ClassicBandit
A Ruby library for classic (non-contextual) multi-armed bandit algorithms including Thompson Sampling, UCB1, and Epsilon-Greedy.
Requirements
- Ruby >= 3.0.0
Installation
Add this line to your application's Gemfile:
gem 'classic_bandit'
And then execute:
$ bundle install
Or install it yourself as:
$ gem install classic_bandit
Usage
A/B Testing Example
require 'classic_bandit'
# Initialize banners for A/B testing
arms = [
ClassicBandit::Arm.new(id: 'banner_a', name: 'Spring Campaign'),
ClassicBandit::Arm.new(id: 'banner_b', name: 'Summer Campaign')
]
# Choose algorithm: Epsilon-Greedy with 10% exploration
bandit = ClassicBandit::EpsilonGreedy.new(arms: arms, epsilon: 0.1)
# In your application
selected_arm = bandit.select_arm
# Display the selected banner to user
show_banner(selected_arm.id)
# Update with user's response
# 1 for click, 0 for no click
bandit.update(selected_arm, 1)
Available Algorithms
Epsilon-Greedy
Balances exploration and exploitation with a fixed exploration rate.

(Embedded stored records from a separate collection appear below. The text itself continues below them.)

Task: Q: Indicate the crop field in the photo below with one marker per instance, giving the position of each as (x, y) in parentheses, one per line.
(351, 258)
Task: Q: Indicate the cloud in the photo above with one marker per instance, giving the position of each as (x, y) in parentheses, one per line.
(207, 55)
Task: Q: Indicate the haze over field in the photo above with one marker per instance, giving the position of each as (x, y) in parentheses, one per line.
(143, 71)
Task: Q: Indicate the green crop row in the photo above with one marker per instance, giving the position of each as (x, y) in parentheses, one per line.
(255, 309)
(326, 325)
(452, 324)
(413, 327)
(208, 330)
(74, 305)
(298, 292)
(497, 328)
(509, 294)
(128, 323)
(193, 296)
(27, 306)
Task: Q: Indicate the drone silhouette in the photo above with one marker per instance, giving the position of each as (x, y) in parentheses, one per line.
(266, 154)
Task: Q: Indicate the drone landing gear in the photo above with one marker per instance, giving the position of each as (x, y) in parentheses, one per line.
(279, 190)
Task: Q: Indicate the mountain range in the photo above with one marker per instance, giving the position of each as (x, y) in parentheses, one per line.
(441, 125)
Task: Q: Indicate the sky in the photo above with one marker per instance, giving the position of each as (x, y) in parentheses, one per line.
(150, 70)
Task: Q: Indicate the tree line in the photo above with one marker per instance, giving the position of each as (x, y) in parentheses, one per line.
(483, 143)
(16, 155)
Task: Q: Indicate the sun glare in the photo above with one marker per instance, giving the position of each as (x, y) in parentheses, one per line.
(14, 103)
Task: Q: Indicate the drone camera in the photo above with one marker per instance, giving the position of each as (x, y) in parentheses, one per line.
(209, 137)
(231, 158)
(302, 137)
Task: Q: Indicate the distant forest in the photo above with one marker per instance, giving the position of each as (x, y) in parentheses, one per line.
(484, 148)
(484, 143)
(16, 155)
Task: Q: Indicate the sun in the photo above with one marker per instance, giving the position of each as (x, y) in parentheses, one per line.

bandit = ClassicBandit::EpsilonGreedy.new(arms: arms, epsilon: 0.1)
- Simple
- Explicitly controls exploration with ε parameter
- Explores randomly with probability ε, exploits best arm with probability 1-ε
UCB1
Upper Confidence Bound algorithm that automatically balances exploration and exploitation.
bandit = ClassicBandit::Ucb1.new(arms: arms)
- No explicit exploration parameter needed
- Automatically balances exploration and exploitation
- Uses confidence bounds to select arms
- Always tries untested arms first
Softmax
Temperature-based algorithm that selects arms according to their relative rewards.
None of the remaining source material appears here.